In Germany, recycling is mandatory. Every week you put your trash out in 4 different colored cans. 1 for plastics, 1 for metals, 1 for biomass (like apple cores, melon rinds), and 1 for paper. Very little is landfilled. Complex or large items like TVs, couches… are collected twice a year and carefully broken down into their components.
Manufacturers have to provide for a means to recycle their product and the wastes generated in its manufacture or it won’t be allowed to market. Failure results in massive punative fines.
Mahkno: I would be a big supporter of mandatory recycling were it to be that the waste companies would pick up separate bins as you described. As with all people, it is just too easy for me to throw it away, rather than take the time to haul it up town to the recycling center. Isn’t that how we all are though, at least sometimes?
Cara: Please don’t explode over me. It does appear though that you are against all landfills, not just this specific one. That says a lot for your position. I am more of the type to take situations one at a time.
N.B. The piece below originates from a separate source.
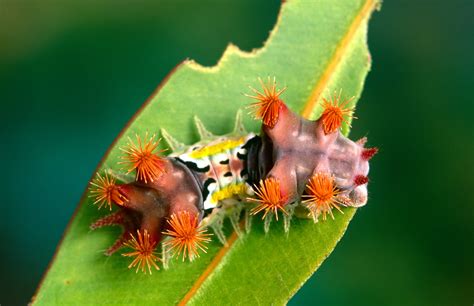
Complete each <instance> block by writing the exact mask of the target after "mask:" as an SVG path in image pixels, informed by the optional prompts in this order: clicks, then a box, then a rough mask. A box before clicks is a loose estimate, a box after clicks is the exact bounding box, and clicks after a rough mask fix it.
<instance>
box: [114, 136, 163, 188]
mask: <svg viewBox="0 0 474 306" xmlns="http://www.w3.org/2000/svg"><path fill="white" fill-rule="evenodd" d="M155 137H156V135H155V134H153V135H152V136H151V137H150V138H148V132H146V134H145V141H144V142H142V140H141V138H140V136H138V134H137V135H136V138H137V143H138V144H135V143H134V142H133V141H132V139H131V138H130V137H129V138H128V141H129V143H128V145H127V146H126V147H125V148H120V150H122V151H123V152H124V153H125V156H122V157H121V158H122V159H123V160H124V161H123V162H120V164H128V165H129V169H128V172H127V173H130V172H132V171H133V170H135V169H136V170H137V175H136V180H137V181H144V182H145V183H148V181H151V182H153V181H154V180H156V179H157V178H158V177H159V176H160V175H161V174H163V173H164V172H165V160H164V159H162V158H160V157H159V156H158V155H156V154H155V153H154V151H155V150H156V148H157V147H158V145H159V143H160V140H161V139H158V140H156V141H155ZM163 151H164V150H161V151H158V152H157V153H160V152H163Z"/></svg>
While I don’t believe that the Peoria area will see any MAJOR economic damage due to the closure of a dump, I also don’t believe that 15 more years of well regulated landfilling will do MORE damage than what was done when regulations were almost nothing. The opposition hired experts to say what they wanted them to say. PDC also hired experts to do the same. By and large, the general public (and I have talked to quite a few people about this, not the vocal pros or cons, but just regular people) felt that there was no reason not to let it stay open for a few more years. Either way, the Landfill #1 will close and the evils of the 1970s will stay buried under years of increasingly regulated landfilling. Whatever damage was to be caused already happened.